Why did the Court do this?
We just do not know why the Court did this. It is possible, as some commentators think, that this is a sign that the Court is finally going to issue a rule forbidding or limiting universal injunctions, and that this is going to be the vehicle. (See Sam’s earlier post on whether these cases are a good vehicle for this question.)
Maybe. But maybe not. After all, the oral argument grant might signify that the Court does not currently have five votes to issue such a rule (but perhaps also does not have five votes to squarely reject such a rule?) and is thus still trying to figure things out. Or they could be in search of another way to resolve the case. As noted above, the process leading up to oral argument might provide avenues for other issues to creep into the case, issues that the Court might rather talk about.
It is also possible that the oral argument grant reflects a desire to talk about the illegality of the underlying order. Perhaps the Court will ultimately issue an order — somewhat analogous to the Marburyesque opinion in Trump v. J.G.G. — that says 1, the order is probably unlawful, but 2, relief should be limited to the named plaintiffs. Or perhaps the Court will not opine on 1 because the government mostly has not raised it (but see pp. 15-17 of their reply brief). Even so, oral argument might reveal the views of many of the Justices on the merits.
Finally, though, Occam’s Razor suggests another explanation. The Court initially received the applications on March 13. It asked for responses on a schedule that led the applications not to be fully briefed until April 7. April 17 was the first conference date after that, and the Court has now asked for another month. It could simply be that the Court decided, from the get-go, that it wanted to consider these applications slowly (relative to the usual shadow docket pace), and so the order reflects only that. This is a strategy that Jack Goldsmith calls “temporizing,” and that may be all there is to it so far.
So don’t be too sure we know what this portends, but we will find out a lot more next month.
P.S. Two Technical Matters
I realize that many people are now calling the consideration of applications like this the “emergency docket,” and that this term is supposed to avoid the supposedly negative connotations of the “shadow docket.” But is there any sense in which these petitions can be fairly called emergencies? There is no administrative stay; the lower court decisions have been in place for over a month, and will be in place for another month, and the Court’s pace of briefing here does not communicate “emergency.”

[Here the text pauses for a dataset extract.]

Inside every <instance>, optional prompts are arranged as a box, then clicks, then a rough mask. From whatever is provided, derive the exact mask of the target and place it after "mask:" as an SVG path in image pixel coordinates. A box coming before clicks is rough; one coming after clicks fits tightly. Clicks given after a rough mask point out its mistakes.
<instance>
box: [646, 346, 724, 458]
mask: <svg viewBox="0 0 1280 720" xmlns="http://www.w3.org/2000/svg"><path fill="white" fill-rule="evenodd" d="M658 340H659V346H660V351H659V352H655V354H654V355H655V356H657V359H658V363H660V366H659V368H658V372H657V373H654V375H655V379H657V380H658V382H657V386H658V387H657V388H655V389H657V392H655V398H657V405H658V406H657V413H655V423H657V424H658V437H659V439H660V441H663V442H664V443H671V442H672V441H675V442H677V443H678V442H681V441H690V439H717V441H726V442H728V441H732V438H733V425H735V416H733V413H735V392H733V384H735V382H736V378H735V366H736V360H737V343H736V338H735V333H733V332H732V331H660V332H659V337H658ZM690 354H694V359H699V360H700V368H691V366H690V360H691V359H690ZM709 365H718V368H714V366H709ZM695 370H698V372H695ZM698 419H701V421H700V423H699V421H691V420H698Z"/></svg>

Do we know how many votes it takes to schedule oral argument on a stay application? On one hand, it seems odd for it to be five or more, because it only takes four to grant cert. And indeed, couldn't four justices choose to treat the stay application as a cert petition, and then grant it? (And actually, if they can do that, would they also then be entitled to a "courtesy fifth" on the stay application for at least the duration of oral argument?) On the other hand, you could even imagine it being fewer than four—more like calling for a response to a cert petition or a stay application. I do not know the answer, but the answer seems relevant to what the oral argument order portends.

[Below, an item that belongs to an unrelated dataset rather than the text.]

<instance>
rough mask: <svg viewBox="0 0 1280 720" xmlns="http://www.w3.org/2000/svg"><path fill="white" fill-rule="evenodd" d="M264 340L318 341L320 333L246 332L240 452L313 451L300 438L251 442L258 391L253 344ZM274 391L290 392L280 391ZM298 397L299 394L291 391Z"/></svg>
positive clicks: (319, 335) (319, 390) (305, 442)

The “courtesy fifth” suggestion sounded off to me, because I had assumed that practice was limited to situations in a failure to grant a stay would moot the cert petition that four Justices wanted to grant — generally in capital cases, but I guess the same dynamic could arise in other cases too. But I see that Justice Breyer voted to grant a stay as a courtesy in Gloucester Co. School Bd. v. G.G., back in 2016. Although I can’t find a copy of the stay papers , it doesn’t appear that there was any threat of mootness there, and Breyer’s opinion doesn’t suggest as much.
(It’s a classic Breyer multi-part explanation: (1) four Justices had voted to grant the application; (2) the Court was in recess [unclear why that matters??]; and (3) a stay would preserve the status quo as it existed before CA4’s decision. Mike Dorf wrote a post at the time explaining how his vote didn’t really make sense, except perhaps as an olive branch to secure more “courtesy fifth” votes from CJR or AMK in the future.)